Students traverse the country on diverse ORC trips

IMG_0634At the beginning of each Spring Term, the dining hall becomes flooded with the same series of questions: How was your spring break? What did you do? How was that? For a large portion of students, the answer involves the trips orchestrated by the Outdoor Recreation Club, more commonly known as ORC.

Appleton, Wisconsin provides students with a windy, cold winter. For the ten brutal weeks fondly referred to as Winter Term, we spend all of our time cooped up inside, studying away, and making every possible effort to avoid the many polar vortexes that hit campus.

As the weeks of winter pass by, students dream of warm weather and of the days when they could spend time outside without wearing seven or eight layers of clothing.
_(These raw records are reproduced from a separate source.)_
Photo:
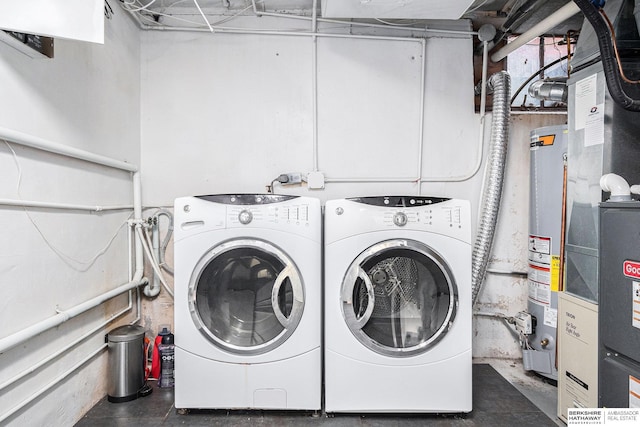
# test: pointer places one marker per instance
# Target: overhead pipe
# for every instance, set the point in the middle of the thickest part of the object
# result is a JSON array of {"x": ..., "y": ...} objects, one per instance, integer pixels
[
  {"x": 500, "y": 84},
  {"x": 542, "y": 27},
  {"x": 607, "y": 55},
  {"x": 65, "y": 150},
  {"x": 64, "y": 206},
  {"x": 356, "y": 23}
]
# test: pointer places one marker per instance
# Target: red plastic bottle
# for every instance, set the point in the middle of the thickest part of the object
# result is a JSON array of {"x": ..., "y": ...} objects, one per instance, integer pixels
[{"x": 155, "y": 357}]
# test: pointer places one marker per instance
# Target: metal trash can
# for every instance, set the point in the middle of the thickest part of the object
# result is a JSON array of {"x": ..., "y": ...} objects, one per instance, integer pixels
[{"x": 126, "y": 360}]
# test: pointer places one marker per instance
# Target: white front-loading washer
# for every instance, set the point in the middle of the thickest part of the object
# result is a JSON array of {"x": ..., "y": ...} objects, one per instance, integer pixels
[
  {"x": 398, "y": 305},
  {"x": 248, "y": 302}
]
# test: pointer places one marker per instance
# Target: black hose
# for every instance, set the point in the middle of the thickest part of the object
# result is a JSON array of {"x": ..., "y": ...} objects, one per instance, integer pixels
[{"x": 609, "y": 64}]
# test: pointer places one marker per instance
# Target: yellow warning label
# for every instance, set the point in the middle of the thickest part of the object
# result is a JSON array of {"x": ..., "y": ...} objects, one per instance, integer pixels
[
  {"x": 547, "y": 139},
  {"x": 555, "y": 272}
]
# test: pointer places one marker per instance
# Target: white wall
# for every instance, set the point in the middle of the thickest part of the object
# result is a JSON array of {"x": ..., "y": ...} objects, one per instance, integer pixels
[
  {"x": 87, "y": 97},
  {"x": 228, "y": 113}
]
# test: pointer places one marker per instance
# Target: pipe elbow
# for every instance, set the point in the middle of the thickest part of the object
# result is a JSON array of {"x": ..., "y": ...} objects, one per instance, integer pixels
[{"x": 617, "y": 186}]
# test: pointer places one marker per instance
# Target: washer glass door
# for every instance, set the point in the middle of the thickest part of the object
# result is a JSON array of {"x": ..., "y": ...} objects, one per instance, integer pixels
[
  {"x": 246, "y": 296},
  {"x": 399, "y": 297}
]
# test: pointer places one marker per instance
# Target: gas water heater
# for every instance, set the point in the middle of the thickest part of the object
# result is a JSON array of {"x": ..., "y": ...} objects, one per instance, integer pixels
[{"x": 537, "y": 325}]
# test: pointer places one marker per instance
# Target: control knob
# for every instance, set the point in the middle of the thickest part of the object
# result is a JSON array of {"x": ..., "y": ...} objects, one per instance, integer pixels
[
  {"x": 245, "y": 217},
  {"x": 400, "y": 219}
]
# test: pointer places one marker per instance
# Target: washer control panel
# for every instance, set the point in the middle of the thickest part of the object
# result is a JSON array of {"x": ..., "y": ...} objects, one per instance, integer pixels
[
  {"x": 450, "y": 216},
  {"x": 291, "y": 212}
]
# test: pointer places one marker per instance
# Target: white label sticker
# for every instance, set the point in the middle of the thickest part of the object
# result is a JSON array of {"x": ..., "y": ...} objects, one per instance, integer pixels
[
  {"x": 550, "y": 317},
  {"x": 586, "y": 90},
  {"x": 594, "y": 126},
  {"x": 539, "y": 293}
]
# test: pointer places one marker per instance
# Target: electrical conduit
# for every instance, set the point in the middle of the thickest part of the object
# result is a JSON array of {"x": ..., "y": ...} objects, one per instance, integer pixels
[{"x": 500, "y": 83}]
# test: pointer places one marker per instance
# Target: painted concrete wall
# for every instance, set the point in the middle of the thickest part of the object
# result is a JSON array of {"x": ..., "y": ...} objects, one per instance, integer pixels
[
  {"x": 87, "y": 97},
  {"x": 229, "y": 113}
]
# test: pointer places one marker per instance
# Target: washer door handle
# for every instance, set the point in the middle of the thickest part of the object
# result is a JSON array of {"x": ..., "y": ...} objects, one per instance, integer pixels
[
  {"x": 296, "y": 287},
  {"x": 359, "y": 322}
]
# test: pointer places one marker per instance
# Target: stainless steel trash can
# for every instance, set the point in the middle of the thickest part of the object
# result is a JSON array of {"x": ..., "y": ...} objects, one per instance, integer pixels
[{"x": 126, "y": 361}]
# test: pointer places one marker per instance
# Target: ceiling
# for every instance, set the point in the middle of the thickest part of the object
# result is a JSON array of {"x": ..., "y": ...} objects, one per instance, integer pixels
[{"x": 508, "y": 16}]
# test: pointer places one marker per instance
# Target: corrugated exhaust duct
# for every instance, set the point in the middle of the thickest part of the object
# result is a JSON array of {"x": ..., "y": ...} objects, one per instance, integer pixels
[{"x": 500, "y": 85}]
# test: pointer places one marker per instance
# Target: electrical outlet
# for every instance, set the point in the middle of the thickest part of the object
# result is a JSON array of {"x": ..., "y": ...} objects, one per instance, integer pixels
[{"x": 294, "y": 178}]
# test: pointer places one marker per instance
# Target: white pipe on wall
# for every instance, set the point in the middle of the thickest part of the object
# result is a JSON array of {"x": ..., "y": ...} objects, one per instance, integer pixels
[
  {"x": 314, "y": 82},
  {"x": 65, "y": 150},
  {"x": 51, "y": 384},
  {"x": 556, "y": 18},
  {"x": 19, "y": 337},
  {"x": 137, "y": 279},
  {"x": 69, "y": 346}
]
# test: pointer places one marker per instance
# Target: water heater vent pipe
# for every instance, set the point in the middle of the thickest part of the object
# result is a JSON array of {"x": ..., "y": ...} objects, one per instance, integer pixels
[{"x": 617, "y": 186}]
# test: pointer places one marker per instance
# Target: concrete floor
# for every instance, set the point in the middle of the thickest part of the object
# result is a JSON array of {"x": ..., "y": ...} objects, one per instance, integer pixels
[
  {"x": 504, "y": 395},
  {"x": 537, "y": 389}
]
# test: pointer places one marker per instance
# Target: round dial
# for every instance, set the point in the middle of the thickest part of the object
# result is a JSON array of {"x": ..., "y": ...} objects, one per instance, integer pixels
[
  {"x": 245, "y": 217},
  {"x": 400, "y": 219}
]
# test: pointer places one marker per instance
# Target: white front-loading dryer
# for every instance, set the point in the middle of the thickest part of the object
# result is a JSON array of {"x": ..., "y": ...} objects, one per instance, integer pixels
[
  {"x": 248, "y": 302},
  {"x": 398, "y": 305}
]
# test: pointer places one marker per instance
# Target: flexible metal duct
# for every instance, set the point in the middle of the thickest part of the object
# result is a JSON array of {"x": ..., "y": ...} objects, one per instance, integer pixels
[{"x": 500, "y": 84}]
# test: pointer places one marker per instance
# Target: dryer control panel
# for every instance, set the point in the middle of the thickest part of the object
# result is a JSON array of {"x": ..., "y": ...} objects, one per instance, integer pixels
[{"x": 451, "y": 217}]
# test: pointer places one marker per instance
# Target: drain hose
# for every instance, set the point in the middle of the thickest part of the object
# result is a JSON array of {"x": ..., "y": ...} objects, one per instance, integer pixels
[{"x": 500, "y": 84}]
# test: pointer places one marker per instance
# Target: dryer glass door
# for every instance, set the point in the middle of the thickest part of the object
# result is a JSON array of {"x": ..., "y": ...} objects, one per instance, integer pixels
[
  {"x": 399, "y": 297},
  {"x": 246, "y": 296}
]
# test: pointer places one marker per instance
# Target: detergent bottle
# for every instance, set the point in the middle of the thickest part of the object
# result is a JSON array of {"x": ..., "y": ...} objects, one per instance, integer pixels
[
  {"x": 155, "y": 356},
  {"x": 166, "y": 351}
]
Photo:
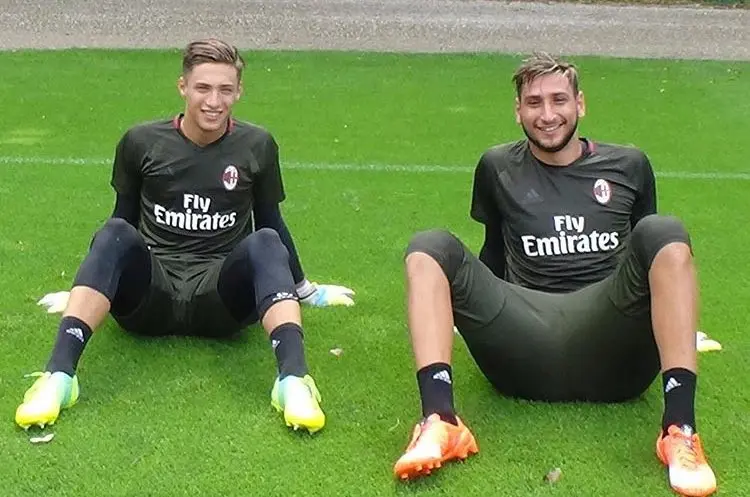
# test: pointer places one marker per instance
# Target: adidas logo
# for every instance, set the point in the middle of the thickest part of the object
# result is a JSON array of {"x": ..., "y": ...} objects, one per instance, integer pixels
[
  {"x": 76, "y": 332},
  {"x": 671, "y": 385},
  {"x": 283, "y": 296},
  {"x": 443, "y": 376},
  {"x": 531, "y": 197}
]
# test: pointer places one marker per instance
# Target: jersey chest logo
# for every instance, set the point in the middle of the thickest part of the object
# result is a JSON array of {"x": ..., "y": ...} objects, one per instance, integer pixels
[
  {"x": 230, "y": 177},
  {"x": 602, "y": 191}
]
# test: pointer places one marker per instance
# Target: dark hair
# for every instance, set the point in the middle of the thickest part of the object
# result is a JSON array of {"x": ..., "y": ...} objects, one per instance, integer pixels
[
  {"x": 541, "y": 64},
  {"x": 211, "y": 50}
]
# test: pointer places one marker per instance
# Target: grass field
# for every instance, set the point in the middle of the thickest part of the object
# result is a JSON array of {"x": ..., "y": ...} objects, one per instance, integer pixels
[{"x": 191, "y": 417}]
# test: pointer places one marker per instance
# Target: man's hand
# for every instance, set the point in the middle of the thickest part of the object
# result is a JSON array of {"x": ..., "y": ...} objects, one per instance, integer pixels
[{"x": 325, "y": 295}]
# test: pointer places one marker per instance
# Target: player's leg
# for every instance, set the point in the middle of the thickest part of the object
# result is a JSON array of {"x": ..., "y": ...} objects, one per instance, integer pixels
[
  {"x": 660, "y": 270},
  {"x": 116, "y": 272},
  {"x": 255, "y": 282},
  {"x": 441, "y": 276}
]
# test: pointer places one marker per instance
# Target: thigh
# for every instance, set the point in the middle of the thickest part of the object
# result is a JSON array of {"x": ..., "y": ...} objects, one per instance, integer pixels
[
  {"x": 612, "y": 353},
  {"x": 155, "y": 313},
  {"x": 521, "y": 350},
  {"x": 224, "y": 301}
]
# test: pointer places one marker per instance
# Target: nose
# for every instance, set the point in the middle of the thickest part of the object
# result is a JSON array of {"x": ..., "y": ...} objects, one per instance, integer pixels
[
  {"x": 213, "y": 99},
  {"x": 548, "y": 113}
]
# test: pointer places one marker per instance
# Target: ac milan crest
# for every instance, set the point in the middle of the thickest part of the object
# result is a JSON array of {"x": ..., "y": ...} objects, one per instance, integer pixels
[
  {"x": 602, "y": 191},
  {"x": 230, "y": 177}
]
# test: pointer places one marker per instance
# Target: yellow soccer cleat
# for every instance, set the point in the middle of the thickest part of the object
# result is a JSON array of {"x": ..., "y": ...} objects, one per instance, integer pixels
[
  {"x": 299, "y": 400},
  {"x": 43, "y": 401}
]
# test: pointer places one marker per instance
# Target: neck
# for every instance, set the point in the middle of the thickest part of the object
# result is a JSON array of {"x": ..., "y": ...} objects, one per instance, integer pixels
[
  {"x": 196, "y": 135},
  {"x": 569, "y": 154}
]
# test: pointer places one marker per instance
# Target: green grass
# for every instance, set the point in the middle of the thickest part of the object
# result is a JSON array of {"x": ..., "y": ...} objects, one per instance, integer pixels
[{"x": 192, "y": 417}]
When Winter Term finally comes to a close each year, students desperately search for an outdoor location to spend their spring break week away.

The Outdoor Recreation Club has helped students to have a fulfilling break from both the academic stress of Lawrence and the cold weather of Wisconsin. ORC provides a great variety of trips at an affordable price for the typical college student’s budget.
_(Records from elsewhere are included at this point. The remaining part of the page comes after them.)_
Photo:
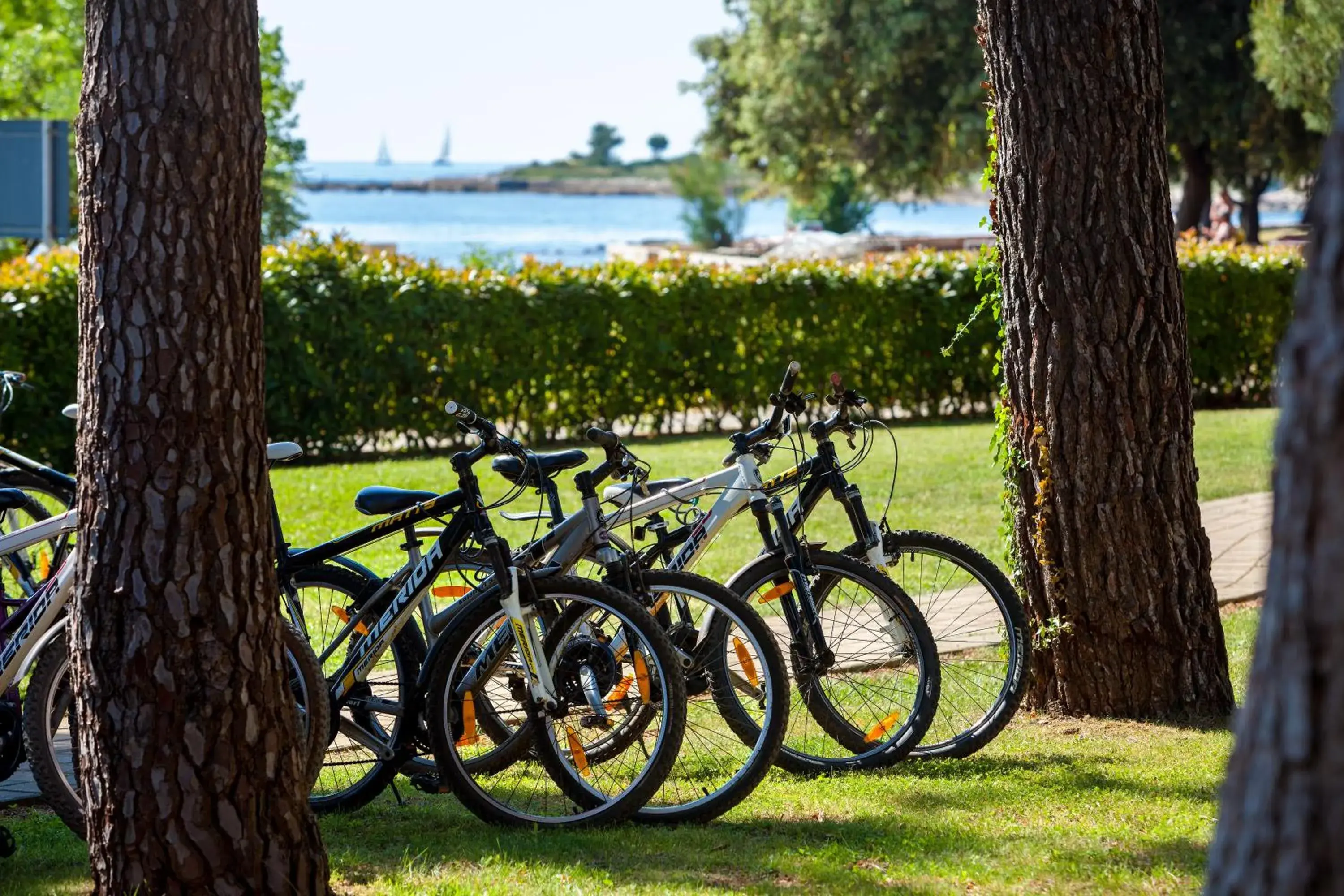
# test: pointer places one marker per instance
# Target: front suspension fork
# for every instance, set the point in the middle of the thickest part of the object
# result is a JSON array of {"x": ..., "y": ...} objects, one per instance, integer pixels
[{"x": 801, "y": 613}]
This past spring break, ORC provided eight trips to seven different states. The trips’ locations included, but were not limited to, Palo Duro State Park, Texas; The Ozarks in Arkansas, and Moab, Utah.

The trips involved a number of outdoor activities including backpacking, mountain biking, kayaking, and skiing. Each of the trips was lead by one or two Lawrence students.

One of the trips was to the Everglades and Key Largo, Florida. Twelve Lawrence students spent six days kayaking on the barrier islands and mangrove swamps. They also camped on Key Largo at John Pennekamp State Park. Before arriving back to Lawrence, the group spent an afternoon touring Mammoth Caves National Park in Kentucky.

Henry Chesnutt, the 2013-2014 president of ORC, described the trips as having “a diverse make-up, nonstop hilarity, and exposure to sometimes intense backcountry scenarios.” Students on the trips “gain outdoor skills, make new friends, and they may learn something about themselves.”

As a graduating senior, Chesnutt has been attending the ORC spring break trips since his freshman year. He remembers the trips as one of his favorite memories as a Lawrentian, and is “more than a little distraught” to have just completed his final ORC trip.

As fun as it is to go home, visit the family, work a little bit, and binge-watch “Game of Thrones,” consider attending one of the ORC spring break trips next year. After all, Chesnutt said that the trips are “a pretty cool thing to be a part of.”